Blix's case for return of UN weapons inspectors
Blix makes case for return of UN weapons inspectors to Iraq
In his first meeting with the Security Council since the war in Iraq, top United Nations weapons inspector Hans Blix made the case today for the return of his inspections teams as a guarantor of independence and credibility in the search for suspected weapons of mass destruction.
“I underlined the need for, in the future, to make use of the respected independence of the international inspectors,” Mr. Blix, Chairman of the UN Monitoring, Verification and Inspection Commission (UNMOVIC), told reporters after addressing the 15-member body at a closed session.
“They’re operating under the UN Charter Article 100, not taking any instructions from any individual governments and no government being allowed to give them instructions either, and this is the sort of added value that you have in international inspections,” he said. “This may be of great importance.”
Mr. Blix, who before the meeting said he was confident that the Council, sharply divided in the run-up to the war in Iraq, would want his teams to return, told reporters afterwards: “My overall impression is that the Council is sort of groping for some way in which the process of enquiries that are now being pursued on the ground can be converged with the process that we were pursuing on behalf of the Security Council.”
He added that discussions between Council members would continue in the next days and weeks. “They are the ones who decide, we are not the ones who decide. We are the servants of the Council and we can give them technical advice as to what is needed,” he added.
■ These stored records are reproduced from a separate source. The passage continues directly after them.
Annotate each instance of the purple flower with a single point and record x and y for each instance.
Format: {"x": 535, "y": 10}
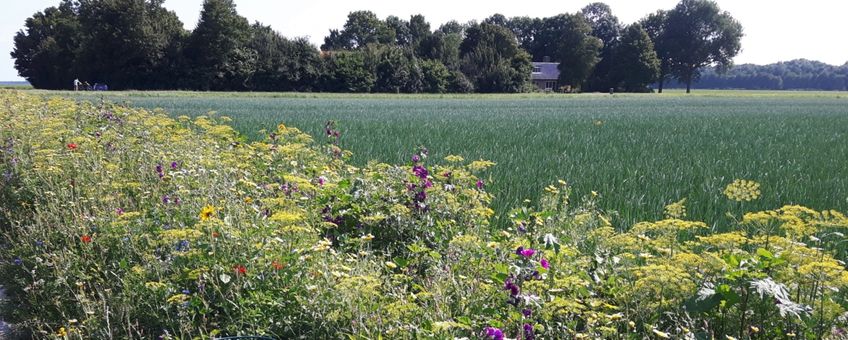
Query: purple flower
{"x": 527, "y": 253}
{"x": 528, "y": 332}
{"x": 183, "y": 246}
{"x": 511, "y": 287}
{"x": 420, "y": 172}
{"x": 494, "y": 333}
The Council decided to continue discuss the issue in its informal consultations, Ambassador Adolfo Aguilar Zinser of Mexico, Council President for April said. Whatever the outcome, Mr. Blix said he was bowing out in June when his contract expired.
In the text he read to Council members, Mr. Blix noted the change in the situation since his teams were last in Iraq, before the military action by the United States and when Iraqi President Saddam Hussein was still in power, and he said he had no doubt about the determination of US units seeking banned weapons of mass destruction to work objectively.
But he added: “All this being said, it remains that finding the long-sought truth about the suspected existence of weapons of mass destruction and other proscribed items in Iraq is an interest that is not limited to the governments that have pursued the war but is one which is shared by the whole international community. Indeed, the Security Council has devoted its attention and efforts to it for over a decade.”
He said that if UNMOVIC, which was entrusted with seeking evidence of banned biological, chemical and missile weaponry, and the International Atomic Energy Agency (IAEA), which was searching for evidence of nuclear weapons, were sent back, the teams could start limited operations within two weeks after a return of staff.
Mr. Blix added that the inspectors would need the cooperation of any Iraqi authorities that are now established and of the coalition authorities, and he stressed again that they “would need to remain independent of all individual governments and authorities to retain international credibility in their work for the Council.”